Nearly 70 years ago, French scientist Pierre Victor Auger (1899-1993) was the first to observe a phenomenon known as an "air shower," a broad cascade of particles occurring in the Earth's upper atmosphere.
Auger speculated that the air showers, which can cover 15 square miles, were caused by particularly powerful cosmic rays. But at the time, he had no mechanism for studying the phenomenon in more detail.
On Thursday, an international team of 370 scientists announced that they have identified the most likely source of the rare particles.
Most Energetic Particles in Nature
On the basis of data collected by the Pierre Auger Observatory in Argentina, scientists now believe that they originate in galaxies containing Active Galactic Nuclei -- particularly massive black holes that are actively converting stellar material into powerful bursts of energy, including high-energy cosmic rays.
Fermilab scientist Paul Mantsch, the project manager for the Collaboration, said in an e-mail interview that the goal of the research is to understand the violent physics processes that propel these cosmic rays to such enormous energy.
"We know how to accelerate particles at accelerators like the Tevatron at Fermilab or the LHC at CERN," Mantsch continued. "But there is as yet no known mechanism for accelerating particles to energies a hundred million of times those of the protons at Fermilab. These are the most energetic particles in nature. We have made the first step in closing in on this mystery."
Cosmic rays -- protons and atomic nuclei stripped of their enveloping cloud of electrons -- routinely strike the Earth's atmosphere. The majority are low- and medium-energy cosmic rays that are emitted by our sun and other nearby stars. As they travel towards Earth, the paths of such cosmic rays are bent and twisted by the magnetic fields of the objects they pass, making it impossible to determine their source. Until yesterday's announcement, the only specifically identified source of cosmic rays was the sun.
An Elusive Quarry
A tiny percentage of cosmic rays, however, are powerful enough to travel through space with relatively little interference. Cosmic rays with that much energy are quite rare -- striking each square kilometer of earth on average just once a century.

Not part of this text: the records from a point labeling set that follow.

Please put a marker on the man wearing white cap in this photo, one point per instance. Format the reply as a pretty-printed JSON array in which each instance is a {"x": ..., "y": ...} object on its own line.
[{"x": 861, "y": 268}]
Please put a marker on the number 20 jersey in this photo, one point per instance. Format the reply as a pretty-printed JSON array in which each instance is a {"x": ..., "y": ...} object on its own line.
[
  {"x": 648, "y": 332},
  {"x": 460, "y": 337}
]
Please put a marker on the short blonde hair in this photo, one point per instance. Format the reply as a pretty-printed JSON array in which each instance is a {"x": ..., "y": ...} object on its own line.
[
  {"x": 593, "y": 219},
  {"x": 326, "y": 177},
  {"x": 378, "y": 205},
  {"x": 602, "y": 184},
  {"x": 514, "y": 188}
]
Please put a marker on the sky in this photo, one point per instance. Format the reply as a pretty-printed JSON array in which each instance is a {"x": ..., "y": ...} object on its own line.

To make the study of high energy cosmic rays practical, the Pierre Auger Collaboration (a coalition of seventeen nations) built a widespread observatory in Argentina, consisting of 1,400 particle detectors spread across 1,200 square miles (roughly the size of Rhode Island). Because the facility began operating in 2004, it has detected 77 high energy cosmic rays, and scientists were able to calculate with a fair degree of certainty the region of the sky from which the particles originated.
Cosmic ray scientists are eager to expand upon their work. Another 200 detectors are planned for Argentina, and the Collaboration is drawing up plans for an even larger facility, dubbed "Auger North," in the United States.
"The Auger Observatory site near Lamar, Colorado will allow us to scan the whole sky for sources," Mantsch said. "We also want the northern site to be several times bigger than the southern site so that we can accumulate enough events to effectively study the sources. This has to, of course, be consistent with reasonable cost."
By the standards of most space-related projects, the Auger Collaboration has been a bargain -- just $54 million so far, with no nation paying more than 25 percent.